Les achats continuent de compter © Fotolia

Entre 40% et 70% du chiffre d’affaires. C’est ce que pèsent les achats de 80% des entreprises du CAC 40 qui mentionnent cette part dans leur rapport annuel 2010.

"Peut-être  qu’un jour on s’apercevra que les achats représentent un élément important de la stratégie des entreprises", ironise Pierre Pelouzet, président de la CDAF (compagnie des dirigeants et acheteurs de France).

Avec un tel poids, pas étonnant que les fonctions achats aient un réel besoin de reconnaissance et de visibilité ! C’est pourquoi le cabinet de conseil en achats AgileBuyer, en partenariat avec la CDAF ont mis en place l’indice de reconnaissance interne des achats (IRIA).

Il s’agit d’un outil qui se base sur la représentation des achats dans les rapports annuels, rapport développement durable et documents de références des sociétés du CAC40. Les résultats de cette enquête, étaient remis ce jour, devant un parterre de professionnels des achats.

Réalisée pour la troisième année consécutive cette étude montre une certaine stabilité par rapport à l’année dernière. 24 entreprises du panel mentionnent leur direction achat contre 25 l’année dernière et 16 seulement en 2008. La part des achats est indiquée par 19 entreprises. C’est autant qu’en 2009. "Il n’y a donc pas eu d’effet crise", analyse Olivier Wajnsztok, le directeur associé d’AgileBuyer.

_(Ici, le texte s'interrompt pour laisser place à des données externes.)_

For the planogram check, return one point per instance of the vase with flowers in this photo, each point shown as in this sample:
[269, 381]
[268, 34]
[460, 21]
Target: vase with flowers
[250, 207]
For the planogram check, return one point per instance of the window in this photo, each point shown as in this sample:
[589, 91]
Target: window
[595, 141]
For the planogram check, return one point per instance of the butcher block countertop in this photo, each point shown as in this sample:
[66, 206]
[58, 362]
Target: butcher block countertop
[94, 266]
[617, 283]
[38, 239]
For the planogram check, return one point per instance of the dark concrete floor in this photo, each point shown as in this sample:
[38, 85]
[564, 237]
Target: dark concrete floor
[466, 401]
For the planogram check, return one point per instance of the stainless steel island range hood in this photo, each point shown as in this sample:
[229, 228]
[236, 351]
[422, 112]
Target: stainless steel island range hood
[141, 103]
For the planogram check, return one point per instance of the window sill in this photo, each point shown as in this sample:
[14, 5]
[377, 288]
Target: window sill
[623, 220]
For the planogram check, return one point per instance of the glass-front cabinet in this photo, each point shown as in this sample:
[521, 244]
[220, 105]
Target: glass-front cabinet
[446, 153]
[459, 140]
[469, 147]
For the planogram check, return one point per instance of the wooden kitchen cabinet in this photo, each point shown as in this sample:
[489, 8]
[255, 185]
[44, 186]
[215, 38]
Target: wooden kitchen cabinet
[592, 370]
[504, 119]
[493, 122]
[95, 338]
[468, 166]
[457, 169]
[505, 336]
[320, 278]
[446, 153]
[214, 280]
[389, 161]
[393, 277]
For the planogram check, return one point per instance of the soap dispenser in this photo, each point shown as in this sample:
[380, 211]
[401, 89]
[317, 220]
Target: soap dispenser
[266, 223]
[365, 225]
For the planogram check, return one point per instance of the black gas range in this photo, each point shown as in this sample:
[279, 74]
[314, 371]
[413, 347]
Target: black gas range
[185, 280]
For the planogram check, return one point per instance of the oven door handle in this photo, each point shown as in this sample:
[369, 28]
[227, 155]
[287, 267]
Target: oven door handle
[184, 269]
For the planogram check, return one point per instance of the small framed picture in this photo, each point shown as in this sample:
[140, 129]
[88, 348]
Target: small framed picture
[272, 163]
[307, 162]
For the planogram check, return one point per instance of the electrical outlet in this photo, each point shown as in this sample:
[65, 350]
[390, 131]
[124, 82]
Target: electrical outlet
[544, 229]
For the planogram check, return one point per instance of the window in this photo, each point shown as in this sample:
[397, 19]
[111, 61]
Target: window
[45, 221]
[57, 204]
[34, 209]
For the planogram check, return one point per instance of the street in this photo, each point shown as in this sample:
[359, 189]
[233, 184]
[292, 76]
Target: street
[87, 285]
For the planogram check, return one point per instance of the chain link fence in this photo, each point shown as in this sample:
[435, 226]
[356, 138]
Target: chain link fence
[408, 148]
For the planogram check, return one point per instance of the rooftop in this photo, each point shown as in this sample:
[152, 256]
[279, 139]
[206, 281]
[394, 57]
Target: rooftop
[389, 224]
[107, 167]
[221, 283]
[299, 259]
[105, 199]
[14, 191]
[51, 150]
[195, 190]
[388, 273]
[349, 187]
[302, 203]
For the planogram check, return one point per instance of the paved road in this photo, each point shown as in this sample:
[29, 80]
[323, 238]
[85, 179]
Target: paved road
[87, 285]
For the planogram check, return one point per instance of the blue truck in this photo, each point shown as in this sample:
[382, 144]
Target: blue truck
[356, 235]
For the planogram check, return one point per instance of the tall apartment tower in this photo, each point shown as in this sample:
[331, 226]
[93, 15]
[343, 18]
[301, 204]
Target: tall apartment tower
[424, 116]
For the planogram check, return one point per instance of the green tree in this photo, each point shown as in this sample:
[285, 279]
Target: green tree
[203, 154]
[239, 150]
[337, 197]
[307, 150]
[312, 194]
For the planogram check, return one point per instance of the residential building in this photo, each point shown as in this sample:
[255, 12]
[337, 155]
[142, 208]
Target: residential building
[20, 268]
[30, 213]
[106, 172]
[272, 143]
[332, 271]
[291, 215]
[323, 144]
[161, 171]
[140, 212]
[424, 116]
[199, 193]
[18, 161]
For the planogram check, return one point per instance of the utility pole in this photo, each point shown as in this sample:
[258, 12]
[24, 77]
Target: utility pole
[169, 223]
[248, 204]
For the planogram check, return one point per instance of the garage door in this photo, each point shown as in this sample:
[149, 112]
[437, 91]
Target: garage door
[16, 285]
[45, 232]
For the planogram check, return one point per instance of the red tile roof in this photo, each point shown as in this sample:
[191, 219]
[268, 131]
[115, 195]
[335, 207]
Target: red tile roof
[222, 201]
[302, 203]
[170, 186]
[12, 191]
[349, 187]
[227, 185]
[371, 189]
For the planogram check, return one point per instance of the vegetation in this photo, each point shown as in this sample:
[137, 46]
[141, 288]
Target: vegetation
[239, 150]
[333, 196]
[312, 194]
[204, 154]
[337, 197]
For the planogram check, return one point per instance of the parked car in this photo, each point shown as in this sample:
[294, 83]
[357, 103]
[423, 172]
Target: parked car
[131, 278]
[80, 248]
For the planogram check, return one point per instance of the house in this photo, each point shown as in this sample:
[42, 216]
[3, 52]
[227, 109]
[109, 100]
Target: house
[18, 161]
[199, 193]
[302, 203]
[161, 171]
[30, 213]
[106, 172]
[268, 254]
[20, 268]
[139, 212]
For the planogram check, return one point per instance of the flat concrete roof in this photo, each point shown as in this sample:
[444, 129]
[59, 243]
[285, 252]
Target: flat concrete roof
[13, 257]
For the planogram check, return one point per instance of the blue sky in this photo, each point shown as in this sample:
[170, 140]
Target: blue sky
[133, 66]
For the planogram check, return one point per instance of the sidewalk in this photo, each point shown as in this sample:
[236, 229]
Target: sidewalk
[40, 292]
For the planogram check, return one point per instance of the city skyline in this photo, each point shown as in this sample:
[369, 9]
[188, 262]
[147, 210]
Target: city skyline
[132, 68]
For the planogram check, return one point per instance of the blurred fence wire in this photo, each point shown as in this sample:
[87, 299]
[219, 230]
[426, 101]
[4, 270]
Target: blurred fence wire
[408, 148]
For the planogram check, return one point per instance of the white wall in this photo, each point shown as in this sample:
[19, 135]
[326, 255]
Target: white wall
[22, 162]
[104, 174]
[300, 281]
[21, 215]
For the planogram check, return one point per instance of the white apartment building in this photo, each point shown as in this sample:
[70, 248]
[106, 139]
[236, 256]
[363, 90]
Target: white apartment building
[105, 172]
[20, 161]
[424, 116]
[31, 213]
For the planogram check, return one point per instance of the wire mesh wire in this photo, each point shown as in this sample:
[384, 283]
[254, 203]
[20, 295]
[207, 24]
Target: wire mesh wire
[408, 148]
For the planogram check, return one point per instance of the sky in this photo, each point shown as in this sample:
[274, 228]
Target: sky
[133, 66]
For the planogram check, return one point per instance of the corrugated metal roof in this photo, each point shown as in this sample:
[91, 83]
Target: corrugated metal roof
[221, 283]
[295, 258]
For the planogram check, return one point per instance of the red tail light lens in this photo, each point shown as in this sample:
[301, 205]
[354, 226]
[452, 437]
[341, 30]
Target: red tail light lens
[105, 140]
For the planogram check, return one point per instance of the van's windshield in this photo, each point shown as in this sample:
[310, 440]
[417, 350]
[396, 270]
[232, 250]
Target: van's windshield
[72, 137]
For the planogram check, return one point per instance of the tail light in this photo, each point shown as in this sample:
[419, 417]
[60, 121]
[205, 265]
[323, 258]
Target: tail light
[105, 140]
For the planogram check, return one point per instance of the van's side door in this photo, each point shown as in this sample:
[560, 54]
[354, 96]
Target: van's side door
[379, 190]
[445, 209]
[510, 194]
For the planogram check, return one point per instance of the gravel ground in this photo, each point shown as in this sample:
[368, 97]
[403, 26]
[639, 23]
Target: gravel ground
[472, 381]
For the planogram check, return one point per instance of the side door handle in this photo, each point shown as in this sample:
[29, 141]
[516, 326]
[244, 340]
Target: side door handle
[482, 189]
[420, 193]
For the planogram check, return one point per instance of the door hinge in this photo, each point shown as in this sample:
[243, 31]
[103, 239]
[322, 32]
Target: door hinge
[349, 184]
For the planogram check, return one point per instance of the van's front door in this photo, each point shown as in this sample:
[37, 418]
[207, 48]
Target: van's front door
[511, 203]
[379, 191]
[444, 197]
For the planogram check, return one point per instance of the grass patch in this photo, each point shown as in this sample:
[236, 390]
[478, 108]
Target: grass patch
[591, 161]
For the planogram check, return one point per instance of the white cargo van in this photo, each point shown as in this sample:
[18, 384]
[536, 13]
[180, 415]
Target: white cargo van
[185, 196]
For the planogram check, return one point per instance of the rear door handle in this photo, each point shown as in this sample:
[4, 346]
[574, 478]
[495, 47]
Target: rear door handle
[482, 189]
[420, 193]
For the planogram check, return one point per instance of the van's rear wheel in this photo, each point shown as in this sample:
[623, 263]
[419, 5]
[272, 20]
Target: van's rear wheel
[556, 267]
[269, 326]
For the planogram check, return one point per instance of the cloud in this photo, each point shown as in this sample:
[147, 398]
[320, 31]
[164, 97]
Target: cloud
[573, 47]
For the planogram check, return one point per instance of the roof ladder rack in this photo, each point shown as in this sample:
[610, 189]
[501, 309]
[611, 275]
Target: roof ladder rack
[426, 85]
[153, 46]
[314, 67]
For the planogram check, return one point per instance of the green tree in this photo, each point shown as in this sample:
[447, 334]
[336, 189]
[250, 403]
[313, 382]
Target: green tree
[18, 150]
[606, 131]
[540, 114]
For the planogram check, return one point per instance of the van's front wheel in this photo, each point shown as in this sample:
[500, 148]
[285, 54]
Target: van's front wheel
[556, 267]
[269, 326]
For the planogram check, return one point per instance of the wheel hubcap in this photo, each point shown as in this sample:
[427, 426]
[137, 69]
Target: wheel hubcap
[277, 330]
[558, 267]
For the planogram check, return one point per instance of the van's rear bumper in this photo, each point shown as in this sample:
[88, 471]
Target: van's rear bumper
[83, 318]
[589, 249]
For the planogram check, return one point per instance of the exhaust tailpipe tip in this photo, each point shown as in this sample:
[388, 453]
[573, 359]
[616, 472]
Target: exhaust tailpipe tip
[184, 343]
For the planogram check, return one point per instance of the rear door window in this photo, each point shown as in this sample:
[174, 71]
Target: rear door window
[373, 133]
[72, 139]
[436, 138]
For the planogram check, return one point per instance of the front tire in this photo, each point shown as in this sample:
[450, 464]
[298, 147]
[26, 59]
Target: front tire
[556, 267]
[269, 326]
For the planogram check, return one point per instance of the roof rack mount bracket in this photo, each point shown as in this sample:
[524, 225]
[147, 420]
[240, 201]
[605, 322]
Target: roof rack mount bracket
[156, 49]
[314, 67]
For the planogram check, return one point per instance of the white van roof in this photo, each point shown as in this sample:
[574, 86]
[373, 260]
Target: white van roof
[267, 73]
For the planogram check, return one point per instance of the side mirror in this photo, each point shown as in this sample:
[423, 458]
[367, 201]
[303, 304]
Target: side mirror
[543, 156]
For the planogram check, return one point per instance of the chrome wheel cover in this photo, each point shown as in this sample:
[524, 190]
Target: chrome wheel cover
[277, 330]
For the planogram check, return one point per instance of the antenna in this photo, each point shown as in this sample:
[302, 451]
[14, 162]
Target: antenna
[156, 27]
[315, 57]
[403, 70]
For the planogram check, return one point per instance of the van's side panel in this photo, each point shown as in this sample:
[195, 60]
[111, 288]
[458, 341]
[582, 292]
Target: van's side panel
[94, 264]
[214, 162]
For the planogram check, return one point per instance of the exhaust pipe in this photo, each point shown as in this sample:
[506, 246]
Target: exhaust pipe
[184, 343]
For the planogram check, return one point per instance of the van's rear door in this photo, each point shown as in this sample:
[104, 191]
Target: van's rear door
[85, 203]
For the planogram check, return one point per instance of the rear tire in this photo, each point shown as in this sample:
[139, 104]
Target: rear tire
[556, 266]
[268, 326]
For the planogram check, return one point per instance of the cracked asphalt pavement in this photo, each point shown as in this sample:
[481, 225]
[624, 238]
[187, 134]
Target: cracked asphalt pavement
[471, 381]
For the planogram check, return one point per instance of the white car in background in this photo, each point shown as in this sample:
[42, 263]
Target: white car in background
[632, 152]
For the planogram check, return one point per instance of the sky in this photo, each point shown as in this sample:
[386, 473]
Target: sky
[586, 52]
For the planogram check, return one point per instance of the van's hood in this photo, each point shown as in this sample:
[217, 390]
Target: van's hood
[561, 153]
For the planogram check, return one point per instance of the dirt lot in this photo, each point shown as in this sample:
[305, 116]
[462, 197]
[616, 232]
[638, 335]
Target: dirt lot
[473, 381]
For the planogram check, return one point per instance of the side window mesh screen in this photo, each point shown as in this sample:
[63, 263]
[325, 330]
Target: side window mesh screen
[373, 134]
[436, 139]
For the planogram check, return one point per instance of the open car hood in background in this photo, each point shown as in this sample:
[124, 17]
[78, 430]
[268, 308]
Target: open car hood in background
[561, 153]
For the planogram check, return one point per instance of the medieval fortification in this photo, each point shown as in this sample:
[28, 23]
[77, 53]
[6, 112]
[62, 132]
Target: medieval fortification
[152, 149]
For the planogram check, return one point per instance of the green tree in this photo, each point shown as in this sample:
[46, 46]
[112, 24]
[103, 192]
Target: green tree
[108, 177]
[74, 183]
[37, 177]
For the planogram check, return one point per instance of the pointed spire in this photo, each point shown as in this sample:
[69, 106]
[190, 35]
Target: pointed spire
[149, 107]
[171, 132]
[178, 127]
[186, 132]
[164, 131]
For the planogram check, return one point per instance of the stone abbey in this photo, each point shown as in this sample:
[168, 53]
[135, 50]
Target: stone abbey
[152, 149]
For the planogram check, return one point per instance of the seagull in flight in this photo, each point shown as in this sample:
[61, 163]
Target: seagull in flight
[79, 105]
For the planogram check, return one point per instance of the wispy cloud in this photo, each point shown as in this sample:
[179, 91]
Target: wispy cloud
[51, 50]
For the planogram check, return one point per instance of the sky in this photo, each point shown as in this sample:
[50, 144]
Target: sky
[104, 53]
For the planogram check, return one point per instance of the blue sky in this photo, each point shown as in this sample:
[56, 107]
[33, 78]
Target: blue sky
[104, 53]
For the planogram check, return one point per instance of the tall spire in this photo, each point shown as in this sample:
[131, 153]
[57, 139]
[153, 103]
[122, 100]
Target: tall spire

Le grand bon en avant des énergéticiens

La crainte des acheteurs étaient en effet d’avoir été mis en avant en tant que fer de lance des tactiques mises en œuvre par leur groupe pour résister à la crise, pour être délaissé plus tard. Il n’en est rien.

Par ailleurs l’étude met en évidence une certaine homogénéisation de la visibilité de la fonction dans les entreprises. La famille d’achats "confidentiels" -avec un IRIA compris entre 0 et 20 - disparait tandis que davantage d’entreprises viennent gonfler les rangs des les catégories "discrets" et "bons".

La famille "best in class", quant à elle ne compte que 11 entreprises contre 17 en 2009. A noter, l’entrée directement dans cette catégorie du nouvel entrant Publicis. Mais aussi le grand bond en avant des énergéticiens qui mettent davantage en évidence les achats. GDF Suez s’offre même le luxe de passer devant les industriels Michelin et PSA pourtant réputés pour avoir historiquement et culturellement une bonne reconnaissance envers leurs directions achats.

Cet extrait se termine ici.